In another example of the state’s threat of legal punishment being hugely disproportional to the perceived or actual damage of the ‘crime’, so-called sexting can carry a life-long legal penalty for an act with little or no actual danger to the parties involved. In a case of “well, duh”, kids are still eager to send one another pictures of themselves nude or partially clothed, in spite of (or in ignorance of) the legal threats:

The latest figures come from a poll organised by the Associated Press and MTV, which questioned around 1200 youths and semi-youths aged from 14 to 24. What they discovered, among other things, is that boys think naked pictures are “hot” while girls consider them “slutty”.

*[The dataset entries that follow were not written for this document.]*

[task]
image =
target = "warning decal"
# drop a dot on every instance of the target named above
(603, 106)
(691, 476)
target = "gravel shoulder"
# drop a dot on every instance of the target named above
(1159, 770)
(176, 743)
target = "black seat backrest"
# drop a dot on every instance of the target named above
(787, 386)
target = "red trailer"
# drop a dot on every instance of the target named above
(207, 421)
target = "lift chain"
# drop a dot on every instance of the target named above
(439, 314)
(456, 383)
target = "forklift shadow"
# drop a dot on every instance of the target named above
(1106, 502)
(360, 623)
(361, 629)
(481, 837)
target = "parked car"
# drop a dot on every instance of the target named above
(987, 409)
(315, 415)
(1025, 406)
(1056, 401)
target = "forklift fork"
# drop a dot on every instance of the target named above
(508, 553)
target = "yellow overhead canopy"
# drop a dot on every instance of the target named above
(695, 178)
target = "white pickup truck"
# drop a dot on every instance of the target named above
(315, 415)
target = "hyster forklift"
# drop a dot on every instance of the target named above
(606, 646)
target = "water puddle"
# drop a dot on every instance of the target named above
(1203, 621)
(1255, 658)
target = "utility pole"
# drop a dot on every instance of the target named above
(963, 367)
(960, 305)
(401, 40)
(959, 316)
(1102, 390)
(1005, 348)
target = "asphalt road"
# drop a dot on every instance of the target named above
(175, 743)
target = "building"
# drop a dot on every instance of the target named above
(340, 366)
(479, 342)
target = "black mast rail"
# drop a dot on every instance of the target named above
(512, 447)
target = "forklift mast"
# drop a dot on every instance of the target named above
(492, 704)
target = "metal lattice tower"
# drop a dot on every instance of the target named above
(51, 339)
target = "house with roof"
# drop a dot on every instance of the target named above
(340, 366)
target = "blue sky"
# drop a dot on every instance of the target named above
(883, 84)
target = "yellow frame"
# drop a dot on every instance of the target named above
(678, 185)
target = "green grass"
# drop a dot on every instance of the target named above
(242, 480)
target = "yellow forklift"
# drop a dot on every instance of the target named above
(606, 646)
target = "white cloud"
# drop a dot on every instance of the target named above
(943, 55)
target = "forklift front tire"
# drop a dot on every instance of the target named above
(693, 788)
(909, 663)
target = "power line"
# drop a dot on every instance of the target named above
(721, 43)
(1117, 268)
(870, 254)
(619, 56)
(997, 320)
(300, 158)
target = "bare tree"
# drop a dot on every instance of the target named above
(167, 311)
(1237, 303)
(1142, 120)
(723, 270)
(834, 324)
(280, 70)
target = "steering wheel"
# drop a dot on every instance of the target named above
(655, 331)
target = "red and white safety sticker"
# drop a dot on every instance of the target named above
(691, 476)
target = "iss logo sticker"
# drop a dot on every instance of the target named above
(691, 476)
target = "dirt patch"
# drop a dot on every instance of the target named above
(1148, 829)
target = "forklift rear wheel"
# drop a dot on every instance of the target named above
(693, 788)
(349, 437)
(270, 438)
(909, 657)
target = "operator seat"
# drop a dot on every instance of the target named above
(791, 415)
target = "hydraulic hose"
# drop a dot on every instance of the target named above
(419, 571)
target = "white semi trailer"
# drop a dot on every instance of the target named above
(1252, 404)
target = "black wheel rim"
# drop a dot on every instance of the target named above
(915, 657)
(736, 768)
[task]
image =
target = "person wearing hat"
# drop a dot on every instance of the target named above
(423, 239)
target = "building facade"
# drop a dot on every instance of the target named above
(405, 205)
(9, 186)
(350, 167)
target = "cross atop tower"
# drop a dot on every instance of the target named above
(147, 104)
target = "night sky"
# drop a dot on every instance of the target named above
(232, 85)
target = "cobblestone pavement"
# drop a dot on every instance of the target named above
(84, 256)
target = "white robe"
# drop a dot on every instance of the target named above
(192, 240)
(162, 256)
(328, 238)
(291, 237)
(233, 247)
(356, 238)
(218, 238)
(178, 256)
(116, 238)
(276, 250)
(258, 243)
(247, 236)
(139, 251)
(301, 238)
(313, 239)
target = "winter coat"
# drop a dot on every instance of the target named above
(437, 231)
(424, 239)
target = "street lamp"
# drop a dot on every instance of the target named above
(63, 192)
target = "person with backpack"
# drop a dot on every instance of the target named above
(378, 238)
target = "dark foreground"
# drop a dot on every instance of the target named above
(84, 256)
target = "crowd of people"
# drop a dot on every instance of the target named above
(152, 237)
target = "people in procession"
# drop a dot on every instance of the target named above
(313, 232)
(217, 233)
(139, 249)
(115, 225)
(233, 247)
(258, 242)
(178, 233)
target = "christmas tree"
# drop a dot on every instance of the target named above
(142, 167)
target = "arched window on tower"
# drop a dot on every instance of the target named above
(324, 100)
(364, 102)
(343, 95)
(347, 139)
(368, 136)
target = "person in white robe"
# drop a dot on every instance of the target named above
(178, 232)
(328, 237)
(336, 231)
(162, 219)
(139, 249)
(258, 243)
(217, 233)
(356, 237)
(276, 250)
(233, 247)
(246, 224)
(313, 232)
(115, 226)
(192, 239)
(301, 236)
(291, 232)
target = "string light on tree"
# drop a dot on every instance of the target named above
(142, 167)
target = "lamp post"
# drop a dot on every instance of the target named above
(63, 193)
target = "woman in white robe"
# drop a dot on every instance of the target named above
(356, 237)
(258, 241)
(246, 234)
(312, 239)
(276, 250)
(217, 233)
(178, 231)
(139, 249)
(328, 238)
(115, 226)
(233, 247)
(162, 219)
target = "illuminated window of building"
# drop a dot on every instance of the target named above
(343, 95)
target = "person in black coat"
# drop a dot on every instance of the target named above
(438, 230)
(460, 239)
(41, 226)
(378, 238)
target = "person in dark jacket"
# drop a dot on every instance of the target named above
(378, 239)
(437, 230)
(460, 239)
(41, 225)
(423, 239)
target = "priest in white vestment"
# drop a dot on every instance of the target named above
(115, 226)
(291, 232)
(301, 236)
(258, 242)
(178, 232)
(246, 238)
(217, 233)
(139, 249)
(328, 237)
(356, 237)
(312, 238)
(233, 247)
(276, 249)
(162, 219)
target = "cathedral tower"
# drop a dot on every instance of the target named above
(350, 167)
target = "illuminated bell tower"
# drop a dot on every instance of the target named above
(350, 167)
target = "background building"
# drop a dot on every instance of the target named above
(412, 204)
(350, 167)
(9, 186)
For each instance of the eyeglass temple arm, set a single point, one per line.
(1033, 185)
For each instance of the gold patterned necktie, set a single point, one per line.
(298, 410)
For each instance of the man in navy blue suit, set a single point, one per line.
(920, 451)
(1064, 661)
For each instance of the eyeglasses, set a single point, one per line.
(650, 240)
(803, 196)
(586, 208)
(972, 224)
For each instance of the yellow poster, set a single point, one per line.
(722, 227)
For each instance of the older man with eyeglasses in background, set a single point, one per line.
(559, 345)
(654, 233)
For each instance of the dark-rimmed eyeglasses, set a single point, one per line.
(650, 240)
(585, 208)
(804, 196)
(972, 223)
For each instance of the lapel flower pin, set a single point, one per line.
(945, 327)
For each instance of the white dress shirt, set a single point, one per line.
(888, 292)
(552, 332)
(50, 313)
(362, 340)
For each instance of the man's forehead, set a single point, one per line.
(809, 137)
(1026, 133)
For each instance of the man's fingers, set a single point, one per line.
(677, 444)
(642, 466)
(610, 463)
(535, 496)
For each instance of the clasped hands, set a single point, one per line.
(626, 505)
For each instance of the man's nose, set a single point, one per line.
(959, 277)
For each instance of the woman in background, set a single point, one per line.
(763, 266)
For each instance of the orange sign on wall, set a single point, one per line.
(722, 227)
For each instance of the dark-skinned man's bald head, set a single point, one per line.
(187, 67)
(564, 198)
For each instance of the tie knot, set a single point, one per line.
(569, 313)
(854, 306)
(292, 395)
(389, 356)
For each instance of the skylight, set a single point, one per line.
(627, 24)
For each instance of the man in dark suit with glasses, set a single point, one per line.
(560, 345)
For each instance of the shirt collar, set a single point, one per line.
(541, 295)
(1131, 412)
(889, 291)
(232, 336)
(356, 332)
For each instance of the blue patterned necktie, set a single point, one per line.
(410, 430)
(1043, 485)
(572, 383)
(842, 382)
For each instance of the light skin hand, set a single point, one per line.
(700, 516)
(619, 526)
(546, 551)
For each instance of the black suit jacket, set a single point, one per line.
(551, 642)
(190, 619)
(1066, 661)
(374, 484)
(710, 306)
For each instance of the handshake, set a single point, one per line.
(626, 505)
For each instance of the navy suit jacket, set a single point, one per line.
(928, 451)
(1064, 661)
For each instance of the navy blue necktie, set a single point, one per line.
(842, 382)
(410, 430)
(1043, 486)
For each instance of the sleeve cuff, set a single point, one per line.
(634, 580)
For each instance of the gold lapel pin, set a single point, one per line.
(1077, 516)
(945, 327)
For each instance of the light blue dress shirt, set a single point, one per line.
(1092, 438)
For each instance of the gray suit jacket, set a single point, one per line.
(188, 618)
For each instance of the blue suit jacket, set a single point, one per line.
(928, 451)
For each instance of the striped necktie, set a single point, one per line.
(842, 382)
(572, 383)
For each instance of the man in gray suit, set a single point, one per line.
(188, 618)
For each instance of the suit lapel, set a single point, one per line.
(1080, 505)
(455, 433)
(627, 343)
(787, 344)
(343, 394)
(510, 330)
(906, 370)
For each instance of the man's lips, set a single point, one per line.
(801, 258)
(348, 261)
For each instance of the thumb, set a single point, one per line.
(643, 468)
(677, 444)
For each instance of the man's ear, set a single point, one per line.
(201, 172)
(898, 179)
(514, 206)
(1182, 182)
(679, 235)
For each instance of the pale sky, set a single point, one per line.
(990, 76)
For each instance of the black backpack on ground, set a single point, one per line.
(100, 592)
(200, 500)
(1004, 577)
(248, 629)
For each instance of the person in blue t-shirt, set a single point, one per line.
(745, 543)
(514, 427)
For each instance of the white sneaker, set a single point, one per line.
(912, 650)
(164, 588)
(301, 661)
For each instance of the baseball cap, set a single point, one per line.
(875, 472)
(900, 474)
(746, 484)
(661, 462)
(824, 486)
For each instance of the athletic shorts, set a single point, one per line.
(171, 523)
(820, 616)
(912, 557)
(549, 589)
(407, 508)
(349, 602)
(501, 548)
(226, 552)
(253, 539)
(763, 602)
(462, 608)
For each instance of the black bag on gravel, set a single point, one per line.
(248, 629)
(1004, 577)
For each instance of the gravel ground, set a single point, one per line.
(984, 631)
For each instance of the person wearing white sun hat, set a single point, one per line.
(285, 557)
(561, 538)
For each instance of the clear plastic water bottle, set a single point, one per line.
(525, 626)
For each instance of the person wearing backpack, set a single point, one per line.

We’ll go out on a limb here and say that boys and girls feel much the same ways about thigh-high boots and micro-skirts — one boy’s hot is another girl’s slutty, but that’s another issue. Young people do seem peculiarly blind to the long-term risks of naked photographs, though perhaps they should be admired for having such confidence in their own bodies.

About half of those surveyed thought the risks were overplayed — the rest were suitably wary, but did it anyway. Greater education about the risks doesn’t seem to be the answer: it’s almost as though young people aren’t listening to the advice provided by their elders and betters.

The risks they run include both sender and receiver being charged with various sex crimes, resulting in potentially being added to the sex offender registry for their state(s) of residence, which pretty much ends any possibility of them being able to go to university, hold a job, or lead a normal life.